Despite the recent cryptocurrency market volatility, the amount of Bitcoin in the crypto wallets of long-term holders consistently increased. At press time, BTC was consolidating around the $40k mark with a fresh dip of 1% in just 24 hours. While there was a rising uncertainty, HODLers had made their stance quite clear.

Positive on-chain sign

The total balance of Bitcoin held by investors who possessed it for over one year was over 11.7 million BTC (around $477 billion) at press time. This marked a new high, according to a chart shared by leading crypto analyst Lucas Outumuro, the Head of Research at crypto market analytics platform IntoTheBlock, on 17 March.

Source: Twitter

BTC hodlers have been accumulating, thereby, increasing their holdings by nearly 20% since December 2021. This was quite evident in the aforementioned graph.

Accumulation on an increased scale correlated with late-stage bear markets, followed by supply squeeze and initiation of cyclical bull runs.

Long-term holders continue moderate accumulation and/or short-term holder supply aged into long-term holder supply. For context, the accumulation happening today lower than the level of accumulation witnessed in June to September 2021. Regardless, it was a positive on-chain sign to see long-term holder supply neutral-to-rising in the current macro environment.

Source: DeepDiveBTC

Long-term holder supply increased by 52,648 coins over the last 30 days relative to the peak of approximately 630,000 coins in June 2021. That June 2021 period followed one of the largest long-term holder distribution periods (selling into higher prices) in the last five years.

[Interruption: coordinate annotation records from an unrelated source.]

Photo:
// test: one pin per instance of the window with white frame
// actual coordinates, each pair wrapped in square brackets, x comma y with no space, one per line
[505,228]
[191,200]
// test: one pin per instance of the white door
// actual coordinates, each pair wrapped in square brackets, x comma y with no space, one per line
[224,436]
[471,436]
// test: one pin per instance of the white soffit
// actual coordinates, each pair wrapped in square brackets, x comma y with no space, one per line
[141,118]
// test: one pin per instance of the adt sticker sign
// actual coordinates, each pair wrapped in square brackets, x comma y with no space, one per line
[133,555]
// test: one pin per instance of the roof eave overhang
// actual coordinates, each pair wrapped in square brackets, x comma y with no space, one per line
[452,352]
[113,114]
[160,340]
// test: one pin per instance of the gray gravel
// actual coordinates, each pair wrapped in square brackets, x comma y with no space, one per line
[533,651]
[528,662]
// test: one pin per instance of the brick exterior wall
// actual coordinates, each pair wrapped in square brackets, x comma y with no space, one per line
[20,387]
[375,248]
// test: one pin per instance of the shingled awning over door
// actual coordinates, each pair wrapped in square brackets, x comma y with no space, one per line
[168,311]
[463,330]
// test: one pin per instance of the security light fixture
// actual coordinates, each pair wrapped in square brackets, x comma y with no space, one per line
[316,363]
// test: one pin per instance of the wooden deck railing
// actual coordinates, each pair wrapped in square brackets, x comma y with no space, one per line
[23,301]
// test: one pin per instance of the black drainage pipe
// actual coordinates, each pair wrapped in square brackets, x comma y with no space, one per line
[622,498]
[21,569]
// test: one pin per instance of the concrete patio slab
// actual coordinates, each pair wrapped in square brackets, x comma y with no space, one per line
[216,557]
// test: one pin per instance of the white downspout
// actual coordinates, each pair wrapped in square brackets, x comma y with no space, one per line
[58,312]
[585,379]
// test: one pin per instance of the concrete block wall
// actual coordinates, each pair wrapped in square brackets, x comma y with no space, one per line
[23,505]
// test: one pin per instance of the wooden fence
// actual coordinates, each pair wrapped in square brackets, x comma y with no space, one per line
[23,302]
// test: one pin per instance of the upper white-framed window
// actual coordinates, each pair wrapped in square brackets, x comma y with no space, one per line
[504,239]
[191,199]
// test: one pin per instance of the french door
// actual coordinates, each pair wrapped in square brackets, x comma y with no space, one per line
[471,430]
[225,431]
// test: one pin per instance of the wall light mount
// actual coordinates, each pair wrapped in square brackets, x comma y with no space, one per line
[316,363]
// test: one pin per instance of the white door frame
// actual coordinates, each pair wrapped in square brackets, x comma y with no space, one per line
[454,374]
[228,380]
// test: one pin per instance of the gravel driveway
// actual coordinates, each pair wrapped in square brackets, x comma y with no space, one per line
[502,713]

In addition, the illiquid supply continued to increase, displaying a similar trend. Even in this drawdown period, percentage of illiquid circulating supply had surpassed 2021’s high of 76.02% to 76.25%.

Any concerns? 

On 18 March, the difficulty of the Bitcoin network decreased by 0.35%. This was the first time since July 2021 that the mining difficulty reduced twice. On 4 March, it decreased by another 1.49%. At press time, the hashrate of the entire network was around 205EH/s. The decrease was a result of miners unplugging their machines due to high energy costs.

Electricity prices soared across the world as one of the world’s largest exporters of fossil fuels, Russia, was enthralled in a war with Ukraine. That’s why global energy supply chains were severed by sanctions.

It’s unclear right now where the crypto might head next, but if the low short-term supply is anything to go by, long-term investor sentiment seems to be bullish.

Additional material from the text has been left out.